So why do we yell and speak wrathfully? Obviously, because we’re brutalised by circumstances. Try getting a piece of paper out of a government office, try making sense of millions of miles of illiteracy — or worse, semi-literacy — in a profession like journalism where language is supposed to be our professional metier. Try getting an honest day’s work out of chronically lazy people who would rather hang out in an ‘‘adda’’ than deliver the goods on time. Try making sloppy minds understand the need for ‘‘good finish’’: to an article, a tv graphic, a window frame, a garden trellis, a seam on a shirt, a drawer that would slide smoothly if properly set, a simple nail on the wall, for heaven’s sake, that does not need disfiguring saw marks around it. Try buying a car if you’re an NRI who hasn’t yet acquired a ration card. Try to spend 24 hours in any place without the UPS having to activate. Try driving home from work. It’s a laugh reading about “India as an investment destination”. The fact is, we love being klutzy and we seem to want to go on being klutzy despite a few mad people killing themselves to point out the obvious alternative.

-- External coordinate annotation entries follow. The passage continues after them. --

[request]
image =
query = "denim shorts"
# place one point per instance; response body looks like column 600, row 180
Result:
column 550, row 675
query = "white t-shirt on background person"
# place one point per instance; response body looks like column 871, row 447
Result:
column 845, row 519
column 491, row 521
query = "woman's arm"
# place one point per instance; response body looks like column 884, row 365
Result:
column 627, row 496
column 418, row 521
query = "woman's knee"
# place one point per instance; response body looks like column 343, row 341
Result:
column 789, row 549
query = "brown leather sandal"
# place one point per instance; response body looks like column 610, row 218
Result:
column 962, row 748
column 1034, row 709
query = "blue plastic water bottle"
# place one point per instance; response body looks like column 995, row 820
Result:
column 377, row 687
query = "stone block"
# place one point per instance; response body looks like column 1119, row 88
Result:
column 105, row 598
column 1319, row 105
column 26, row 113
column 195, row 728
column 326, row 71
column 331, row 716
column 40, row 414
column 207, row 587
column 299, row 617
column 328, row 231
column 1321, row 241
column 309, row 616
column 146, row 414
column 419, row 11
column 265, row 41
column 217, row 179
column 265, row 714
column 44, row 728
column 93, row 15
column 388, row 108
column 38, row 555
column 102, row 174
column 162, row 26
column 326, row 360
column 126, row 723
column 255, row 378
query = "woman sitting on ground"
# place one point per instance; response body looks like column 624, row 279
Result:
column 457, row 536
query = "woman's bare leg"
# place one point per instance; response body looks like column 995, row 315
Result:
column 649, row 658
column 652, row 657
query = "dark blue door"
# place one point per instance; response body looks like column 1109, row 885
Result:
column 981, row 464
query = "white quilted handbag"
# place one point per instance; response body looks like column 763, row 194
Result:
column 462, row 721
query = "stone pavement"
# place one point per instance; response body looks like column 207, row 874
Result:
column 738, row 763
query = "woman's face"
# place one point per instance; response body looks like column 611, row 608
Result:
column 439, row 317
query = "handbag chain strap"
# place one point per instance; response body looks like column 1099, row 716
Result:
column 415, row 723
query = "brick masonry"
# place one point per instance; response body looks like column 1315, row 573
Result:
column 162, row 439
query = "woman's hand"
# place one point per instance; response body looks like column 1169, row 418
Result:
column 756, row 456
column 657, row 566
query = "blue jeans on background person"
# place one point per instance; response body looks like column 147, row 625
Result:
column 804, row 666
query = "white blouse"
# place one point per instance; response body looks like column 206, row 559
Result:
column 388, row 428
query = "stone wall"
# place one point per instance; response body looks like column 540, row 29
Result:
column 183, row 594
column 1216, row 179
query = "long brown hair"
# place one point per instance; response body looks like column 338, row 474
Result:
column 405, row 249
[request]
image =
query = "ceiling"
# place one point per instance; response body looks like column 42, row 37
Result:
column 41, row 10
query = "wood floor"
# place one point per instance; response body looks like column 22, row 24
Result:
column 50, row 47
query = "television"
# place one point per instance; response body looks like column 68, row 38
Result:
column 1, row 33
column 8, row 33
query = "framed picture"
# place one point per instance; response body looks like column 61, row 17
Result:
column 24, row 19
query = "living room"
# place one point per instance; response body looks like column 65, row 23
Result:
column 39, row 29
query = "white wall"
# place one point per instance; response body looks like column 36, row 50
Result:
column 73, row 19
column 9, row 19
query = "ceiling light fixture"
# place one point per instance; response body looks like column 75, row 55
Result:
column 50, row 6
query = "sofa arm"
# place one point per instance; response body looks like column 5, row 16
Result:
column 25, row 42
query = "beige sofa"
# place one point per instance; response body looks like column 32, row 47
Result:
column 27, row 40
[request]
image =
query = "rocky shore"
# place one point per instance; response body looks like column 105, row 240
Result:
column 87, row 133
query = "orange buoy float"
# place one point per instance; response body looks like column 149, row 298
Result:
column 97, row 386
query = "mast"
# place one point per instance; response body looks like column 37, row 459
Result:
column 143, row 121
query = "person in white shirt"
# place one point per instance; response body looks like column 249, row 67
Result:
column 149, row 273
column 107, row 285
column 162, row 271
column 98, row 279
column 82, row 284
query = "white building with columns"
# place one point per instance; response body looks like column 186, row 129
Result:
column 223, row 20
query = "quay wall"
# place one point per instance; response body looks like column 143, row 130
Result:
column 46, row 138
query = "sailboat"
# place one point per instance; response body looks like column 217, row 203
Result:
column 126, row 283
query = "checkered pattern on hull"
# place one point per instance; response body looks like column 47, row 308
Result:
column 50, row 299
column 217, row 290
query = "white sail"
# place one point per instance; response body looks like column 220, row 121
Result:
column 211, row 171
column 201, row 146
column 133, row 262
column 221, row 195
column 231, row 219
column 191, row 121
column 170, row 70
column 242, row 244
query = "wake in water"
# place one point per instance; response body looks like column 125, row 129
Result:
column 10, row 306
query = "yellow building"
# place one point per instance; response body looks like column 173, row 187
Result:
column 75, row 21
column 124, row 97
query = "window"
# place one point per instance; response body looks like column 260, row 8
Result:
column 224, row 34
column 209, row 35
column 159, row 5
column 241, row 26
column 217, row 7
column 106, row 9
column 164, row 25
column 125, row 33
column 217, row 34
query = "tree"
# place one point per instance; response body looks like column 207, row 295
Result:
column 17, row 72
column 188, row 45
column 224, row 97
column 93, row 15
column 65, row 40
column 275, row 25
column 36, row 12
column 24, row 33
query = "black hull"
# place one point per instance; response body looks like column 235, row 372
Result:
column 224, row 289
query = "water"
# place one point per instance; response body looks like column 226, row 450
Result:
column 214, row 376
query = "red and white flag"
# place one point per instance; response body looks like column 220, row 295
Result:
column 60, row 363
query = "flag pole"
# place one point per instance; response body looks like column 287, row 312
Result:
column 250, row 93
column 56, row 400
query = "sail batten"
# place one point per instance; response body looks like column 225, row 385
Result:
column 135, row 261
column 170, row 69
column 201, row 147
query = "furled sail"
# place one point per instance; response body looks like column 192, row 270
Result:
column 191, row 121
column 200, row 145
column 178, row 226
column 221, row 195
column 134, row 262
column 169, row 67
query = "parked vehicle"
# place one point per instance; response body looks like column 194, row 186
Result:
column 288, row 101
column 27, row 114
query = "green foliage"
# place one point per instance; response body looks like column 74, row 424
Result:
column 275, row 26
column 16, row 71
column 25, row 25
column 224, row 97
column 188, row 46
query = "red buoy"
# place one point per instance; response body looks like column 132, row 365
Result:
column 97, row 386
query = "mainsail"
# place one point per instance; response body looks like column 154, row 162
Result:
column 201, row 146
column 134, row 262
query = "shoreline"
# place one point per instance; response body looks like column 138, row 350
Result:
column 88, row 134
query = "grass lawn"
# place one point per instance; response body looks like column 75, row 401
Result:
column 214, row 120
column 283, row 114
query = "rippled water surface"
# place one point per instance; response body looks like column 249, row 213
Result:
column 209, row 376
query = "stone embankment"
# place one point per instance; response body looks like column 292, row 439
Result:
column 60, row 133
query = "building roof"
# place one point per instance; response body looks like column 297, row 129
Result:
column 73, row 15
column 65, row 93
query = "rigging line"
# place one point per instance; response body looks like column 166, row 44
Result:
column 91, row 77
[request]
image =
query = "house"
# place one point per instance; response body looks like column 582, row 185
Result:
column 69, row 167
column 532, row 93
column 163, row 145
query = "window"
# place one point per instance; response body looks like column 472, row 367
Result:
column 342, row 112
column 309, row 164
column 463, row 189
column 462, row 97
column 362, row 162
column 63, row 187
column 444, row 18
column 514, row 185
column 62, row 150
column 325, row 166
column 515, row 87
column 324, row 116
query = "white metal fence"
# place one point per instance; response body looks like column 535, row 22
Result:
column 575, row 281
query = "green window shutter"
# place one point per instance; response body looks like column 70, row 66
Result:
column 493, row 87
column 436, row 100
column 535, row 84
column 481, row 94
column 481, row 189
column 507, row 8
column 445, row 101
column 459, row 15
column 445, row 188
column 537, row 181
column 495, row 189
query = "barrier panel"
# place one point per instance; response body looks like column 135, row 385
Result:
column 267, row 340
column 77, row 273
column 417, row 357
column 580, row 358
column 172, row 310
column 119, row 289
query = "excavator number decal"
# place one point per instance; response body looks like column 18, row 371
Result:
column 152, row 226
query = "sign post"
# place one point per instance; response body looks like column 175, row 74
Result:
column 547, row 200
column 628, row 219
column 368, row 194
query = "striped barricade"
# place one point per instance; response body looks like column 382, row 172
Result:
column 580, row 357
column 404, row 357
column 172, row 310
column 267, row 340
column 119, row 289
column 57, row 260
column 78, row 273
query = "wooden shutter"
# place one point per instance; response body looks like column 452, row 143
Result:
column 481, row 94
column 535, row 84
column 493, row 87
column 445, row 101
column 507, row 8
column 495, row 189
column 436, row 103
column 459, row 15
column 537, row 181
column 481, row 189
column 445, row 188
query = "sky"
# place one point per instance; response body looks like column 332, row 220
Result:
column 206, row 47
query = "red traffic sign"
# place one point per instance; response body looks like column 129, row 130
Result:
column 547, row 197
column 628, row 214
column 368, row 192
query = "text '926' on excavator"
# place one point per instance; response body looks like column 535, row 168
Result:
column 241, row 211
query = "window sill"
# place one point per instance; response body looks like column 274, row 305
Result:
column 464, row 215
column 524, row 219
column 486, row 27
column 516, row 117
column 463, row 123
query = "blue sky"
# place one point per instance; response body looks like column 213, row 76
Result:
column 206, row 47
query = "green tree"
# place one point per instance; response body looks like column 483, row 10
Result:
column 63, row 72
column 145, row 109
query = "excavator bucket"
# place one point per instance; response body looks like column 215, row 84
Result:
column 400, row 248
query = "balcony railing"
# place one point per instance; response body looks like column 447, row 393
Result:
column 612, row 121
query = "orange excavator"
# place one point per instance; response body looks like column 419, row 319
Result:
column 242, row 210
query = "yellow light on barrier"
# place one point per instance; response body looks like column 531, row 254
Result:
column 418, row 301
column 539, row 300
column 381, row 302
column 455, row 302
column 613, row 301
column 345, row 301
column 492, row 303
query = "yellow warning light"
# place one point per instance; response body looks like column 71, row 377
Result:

In such a situation you first want to tell anyone with the temerity to faff on everlastingly about the “Self” and all the Bhakti saints and every escapist who ever suggested ‘‘prapatti’’ (total surrender to God) to go take a flying leap into the Indian Ocean. Prapatti taken literally at a superficial level, as we seem to do in India, amounts to dumping everything on poor God and not lifting a finger to help ourselves. The consequences are truly dreadful. The first thing to go is our sweetness of nature as human beings. The inner rasa becomes woefully curdled and we fall into unpleasant habits of sarcasm, bad temper, bad language and finally, acts of verbal if not physical violence (road rage is a good example of what happens when we totally lose it).

What’s the cure? Alas, scripture utters one stern word: sudama. Rigorous self-restraint. As the Awadhi doha urges: “Piran rasna tham ke, kar miskini bhes/mithey bolo ne chalo sab hai tumahre des.” ‘‘O sufi, keep quiet, keep away, speak sweet words and live straight; the whole world will then be yours”. I guess it’s prapatti, after all, because you surrender to inner stillness. Is that what they mean by the Self?